# 009A Sample Final 3, Problem 8

Boyle's Law states that when a sample of gas is compressed at a constant temperature, the pressure  ${\displaystyle P}$  and volume  ${\displaystyle V}$  satisfy the equation  ${\displaystyle PV=C}$  where  ${\displaystyle C}$  is a constant.
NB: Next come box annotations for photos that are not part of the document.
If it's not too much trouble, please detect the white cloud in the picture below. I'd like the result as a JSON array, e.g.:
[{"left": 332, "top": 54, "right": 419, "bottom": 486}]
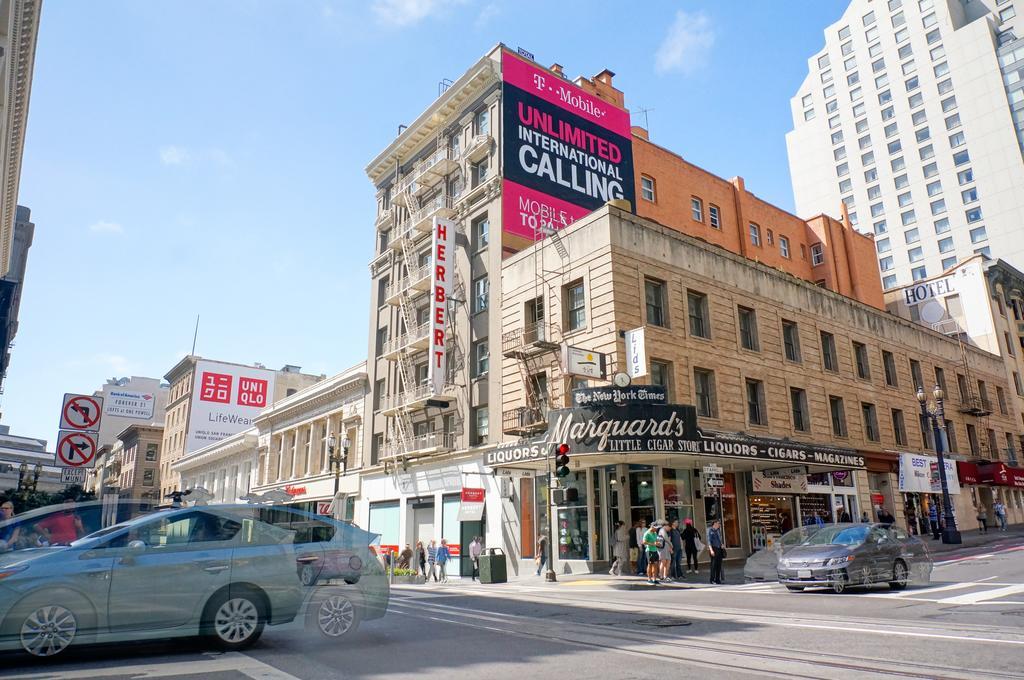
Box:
[
  {"left": 160, "top": 144, "right": 189, "bottom": 165},
  {"left": 654, "top": 9, "right": 715, "bottom": 74},
  {"left": 373, "top": 0, "right": 462, "bottom": 27},
  {"left": 89, "top": 219, "right": 125, "bottom": 233}
]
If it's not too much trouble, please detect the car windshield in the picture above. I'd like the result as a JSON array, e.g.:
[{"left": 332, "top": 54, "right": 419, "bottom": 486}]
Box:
[{"left": 800, "top": 525, "right": 871, "bottom": 546}]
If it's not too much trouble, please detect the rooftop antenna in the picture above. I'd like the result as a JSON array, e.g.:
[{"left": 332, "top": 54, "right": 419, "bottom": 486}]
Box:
[
  {"left": 633, "top": 109, "right": 654, "bottom": 132},
  {"left": 193, "top": 314, "right": 199, "bottom": 356}
]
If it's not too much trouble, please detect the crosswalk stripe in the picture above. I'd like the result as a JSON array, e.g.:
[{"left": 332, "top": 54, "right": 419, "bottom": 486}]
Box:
[{"left": 937, "top": 584, "right": 1024, "bottom": 604}]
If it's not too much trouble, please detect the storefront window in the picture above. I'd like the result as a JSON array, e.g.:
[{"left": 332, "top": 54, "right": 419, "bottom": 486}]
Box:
[
  {"left": 662, "top": 468, "right": 693, "bottom": 523},
  {"left": 630, "top": 465, "right": 654, "bottom": 526},
  {"left": 558, "top": 470, "right": 590, "bottom": 559}
]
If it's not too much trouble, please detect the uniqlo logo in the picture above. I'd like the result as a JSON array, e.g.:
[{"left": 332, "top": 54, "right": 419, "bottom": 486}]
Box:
[
  {"left": 239, "top": 378, "right": 266, "bottom": 409},
  {"left": 199, "top": 372, "right": 231, "bottom": 403}
]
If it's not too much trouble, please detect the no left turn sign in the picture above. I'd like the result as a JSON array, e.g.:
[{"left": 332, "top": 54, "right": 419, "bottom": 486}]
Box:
[
  {"left": 54, "top": 430, "right": 96, "bottom": 468},
  {"left": 58, "top": 394, "right": 103, "bottom": 432}
]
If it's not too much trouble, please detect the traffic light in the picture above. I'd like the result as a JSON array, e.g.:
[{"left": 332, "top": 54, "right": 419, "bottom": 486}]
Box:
[{"left": 555, "top": 443, "right": 569, "bottom": 478}]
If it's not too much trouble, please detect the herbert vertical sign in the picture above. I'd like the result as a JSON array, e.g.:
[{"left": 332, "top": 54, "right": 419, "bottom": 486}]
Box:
[
  {"left": 502, "top": 50, "right": 636, "bottom": 241},
  {"left": 427, "top": 218, "right": 455, "bottom": 394}
]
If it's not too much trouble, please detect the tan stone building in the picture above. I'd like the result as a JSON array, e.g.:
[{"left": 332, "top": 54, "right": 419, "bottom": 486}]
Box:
[
  {"left": 112, "top": 424, "right": 164, "bottom": 500},
  {"left": 493, "top": 206, "right": 1021, "bottom": 569},
  {"left": 158, "top": 355, "right": 326, "bottom": 498}
]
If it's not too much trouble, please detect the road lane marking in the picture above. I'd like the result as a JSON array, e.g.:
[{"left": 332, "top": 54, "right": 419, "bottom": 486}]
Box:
[{"left": 936, "top": 584, "right": 1024, "bottom": 604}]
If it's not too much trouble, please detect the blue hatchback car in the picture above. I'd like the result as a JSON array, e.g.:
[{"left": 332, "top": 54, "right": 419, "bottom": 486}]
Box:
[{"left": 0, "top": 505, "right": 389, "bottom": 656}]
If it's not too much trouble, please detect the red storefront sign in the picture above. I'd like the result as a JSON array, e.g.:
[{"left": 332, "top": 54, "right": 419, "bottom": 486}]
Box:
[
  {"left": 978, "top": 463, "right": 1024, "bottom": 488},
  {"left": 956, "top": 461, "right": 981, "bottom": 484}
]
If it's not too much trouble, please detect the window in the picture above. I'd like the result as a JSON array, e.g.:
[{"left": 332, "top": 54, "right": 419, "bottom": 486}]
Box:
[
  {"left": 643, "top": 279, "right": 669, "bottom": 327},
  {"left": 708, "top": 205, "right": 722, "bottom": 229},
  {"left": 690, "top": 199, "right": 703, "bottom": 222},
  {"left": 736, "top": 307, "right": 761, "bottom": 351},
  {"left": 473, "top": 109, "right": 490, "bottom": 134},
  {"left": 828, "top": 394, "right": 846, "bottom": 437},
  {"left": 746, "top": 378, "right": 768, "bottom": 425},
  {"left": 910, "top": 358, "right": 925, "bottom": 391},
  {"left": 693, "top": 368, "right": 718, "bottom": 418},
  {"left": 686, "top": 291, "right": 711, "bottom": 338},
  {"left": 892, "top": 409, "right": 906, "bottom": 447},
  {"left": 853, "top": 341, "right": 871, "bottom": 380},
  {"left": 782, "top": 318, "right": 801, "bottom": 364},
  {"left": 473, "top": 407, "right": 490, "bottom": 445},
  {"left": 565, "top": 281, "right": 587, "bottom": 331},
  {"left": 790, "top": 387, "right": 811, "bottom": 432},
  {"left": 640, "top": 175, "right": 654, "bottom": 203},
  {"left": 811, "top": 243, "right": 825, "bottom": 266},
  {"left": 473, "top": 277, "right": 490, "bottom": 313},
  {"left": 860, "top": 401, "right": 881, "bottom": 441},
  {"left": 821, "top": 331, "right": 839, "bottom": 373},
  {"left": 882, "top": 349, "right": 898, "bottom": 387},
  {"left": 473, "top": 339, "right": 490, "bottom": 378},
  {"left": 473, "top": 215, "right": 490, "bottom": 250}
]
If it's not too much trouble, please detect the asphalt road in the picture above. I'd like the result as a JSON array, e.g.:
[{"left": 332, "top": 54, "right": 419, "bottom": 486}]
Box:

Suppose that at a certain instant, the volume is  ${\displaystyle 600{\text{ cm}}^{3},}$  the pressure is  ${\displaystyle 150{\text{ kPa}},}$  and the pressure is increasing at a rate of  ${\displaystyle 20{\text{ kPa/min}}.}$  At what rate is the volume decreasing at this instant?

Foundations:
Product Rule
${\displaystyle {\frac {d}{dx}}(f(x)g(x))=f(x)g'(x)+f'(x)g(x)}$

Solution:

Step 1:
First, we take the derivative of the equation  ${\displaystyle PV=C.}$
Using the product rule, we get
${\displaystyle P'V+PV'=C'.}$
Since  ${\displaystyle C}$  is a constant,
${\displaystyle C'=0.}$
Therefore, we have
${\displaystyle P'V+PV'=0.}$
Step 2:
Solving for  ${\displaystyle V',}$  we get
${\displaystyle V'={\frac {-P'V}{P}}.}$
Using the information provided in the problem, we have
${\displaystyle V=600{\text{ cm}}^{3},~P=150{\text{ kPa}},~P'=20{\text{ kPa/min}}.}$
Hence, we get

${\displaystyle {\begin{array}{rcl}\displaystyle {V'}&=&\displaystyle {{\frac {-(20)(600)}{150}}{\text{ cm}}^{3}{\text{/min}}}\\&&\\&=&\displaystyle {-80{\text{ cm}}^{3}{\text{/min}}.}\end{array}}}$

Therefore, the volume is decreasing at a rate of  ${\displaystyle 80{\text{ cm}}^{3}{\text{/min}}}$  at this instant.

The volume is decreasing at a rate of  ${\displaystyle 80{\text{ cm}}^{3}{\text{/min}}}$  at this instant.